I have some R code using the foreach
and doParallel
to parallelize (?) an lapply()
call, aka parLapply()
. It is 100 tasks and I'm splitting across my laptop's 4 cores. The function automatically partitions the tasks in sets of 25 with 1:25, 26:50, 51:75, 76:100 as the splits across the CPU. (I know because I've saved files using integer index as list to iterate over.) The tasks much simpler for tasks 76:100 and as such they were completed very quickly. Meanwhile, all the other tasks are still queued.
Whenever I run some more involved code like this, I will periodically monitor the progress and check out the task manager. Before, I've noticed where the processes spin up and down in between executions. This time, I saw that there is now one "core" process that is persistently/perpetually/constantly/always(now) inactive or idle, CPU 0% in task manager.
I assume this one was dedicated to the task list that was more quickly completed. There are 3 others that are active as usual processing away.

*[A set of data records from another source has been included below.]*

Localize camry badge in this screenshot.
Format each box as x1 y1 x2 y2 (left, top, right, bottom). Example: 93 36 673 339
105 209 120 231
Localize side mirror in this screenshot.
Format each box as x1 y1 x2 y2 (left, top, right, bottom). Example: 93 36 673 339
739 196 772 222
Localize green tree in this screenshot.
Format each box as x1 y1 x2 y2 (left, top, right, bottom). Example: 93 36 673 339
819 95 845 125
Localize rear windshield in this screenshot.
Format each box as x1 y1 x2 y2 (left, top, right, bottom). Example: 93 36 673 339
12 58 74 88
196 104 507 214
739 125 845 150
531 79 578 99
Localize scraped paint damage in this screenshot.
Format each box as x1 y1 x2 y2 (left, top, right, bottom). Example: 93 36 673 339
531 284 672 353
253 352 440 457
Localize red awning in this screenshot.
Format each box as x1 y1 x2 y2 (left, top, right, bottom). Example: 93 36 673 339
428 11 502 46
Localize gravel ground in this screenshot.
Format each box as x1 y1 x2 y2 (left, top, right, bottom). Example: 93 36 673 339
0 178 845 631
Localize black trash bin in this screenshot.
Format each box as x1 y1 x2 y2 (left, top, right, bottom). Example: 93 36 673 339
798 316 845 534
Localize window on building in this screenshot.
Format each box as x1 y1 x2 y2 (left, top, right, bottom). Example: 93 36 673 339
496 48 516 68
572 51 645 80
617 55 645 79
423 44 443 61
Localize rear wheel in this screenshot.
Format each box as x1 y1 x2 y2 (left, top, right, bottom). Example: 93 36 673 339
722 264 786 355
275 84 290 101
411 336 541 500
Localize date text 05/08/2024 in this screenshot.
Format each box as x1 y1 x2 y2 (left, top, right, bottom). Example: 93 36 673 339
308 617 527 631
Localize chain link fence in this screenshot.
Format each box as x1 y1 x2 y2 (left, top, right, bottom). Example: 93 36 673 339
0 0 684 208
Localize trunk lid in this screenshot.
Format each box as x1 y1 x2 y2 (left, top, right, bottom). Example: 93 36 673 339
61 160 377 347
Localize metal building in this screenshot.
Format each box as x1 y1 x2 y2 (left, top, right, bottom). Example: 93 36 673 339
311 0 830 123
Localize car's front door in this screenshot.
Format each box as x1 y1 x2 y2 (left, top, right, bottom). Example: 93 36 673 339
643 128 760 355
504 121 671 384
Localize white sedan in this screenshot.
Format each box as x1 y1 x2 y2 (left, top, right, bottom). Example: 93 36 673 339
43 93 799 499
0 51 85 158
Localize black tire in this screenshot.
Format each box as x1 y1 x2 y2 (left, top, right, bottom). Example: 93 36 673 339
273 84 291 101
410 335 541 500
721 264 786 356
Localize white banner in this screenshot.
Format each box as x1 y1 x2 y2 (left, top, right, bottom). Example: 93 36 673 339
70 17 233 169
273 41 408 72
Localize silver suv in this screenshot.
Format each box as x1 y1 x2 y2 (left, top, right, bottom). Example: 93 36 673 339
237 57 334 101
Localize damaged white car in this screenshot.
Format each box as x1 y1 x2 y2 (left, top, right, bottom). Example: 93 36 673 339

So my question: is there any way that I can modify the parallel coding so that tasks are more evenly distributed? Or a way to re-incorporate the idle core/process?
Similar to what is discussed in this post.
#not executed so not sure if actually reprex, but the concept is there
#computer is still running my other code :)
library(foreach)
library(doParallel)
cl <- makeCluster(mc <- getOption("cl.cores", parallel::detectCores()))
clusterExport(cl=cl, varlist=c("reprex"))
clusterEvalQ(cl, {library(dplyr)})
registerDoParallel(cl)
reprex2 <- parLapply(cl,
1:100,
function(x){
if(x<=75){
Sys.sleep(10)
}else{
print("Side question: any way for this to be seen? Or maybe some kind of progress bar baked into the code? I've taken to saving along the way to monitor.")
}
})
stopCluster(cl)
A lo-fi but maybe tedious solution I thought of would be to intuit or benchmark each "type" of task then organize/partition somewhat manually. But, I'm more looking for something on the code side for a less occupied / fatigued processor to deal with. :)
Bonus bonus bonus question(s) that are likely googleable: is each execution in parallel done with a clean environment? application-wise, should I front load memory intensive object when each core is established? or is it better to load a subset each time? Why do lists of lists take up more memory than a dataframe with the same content?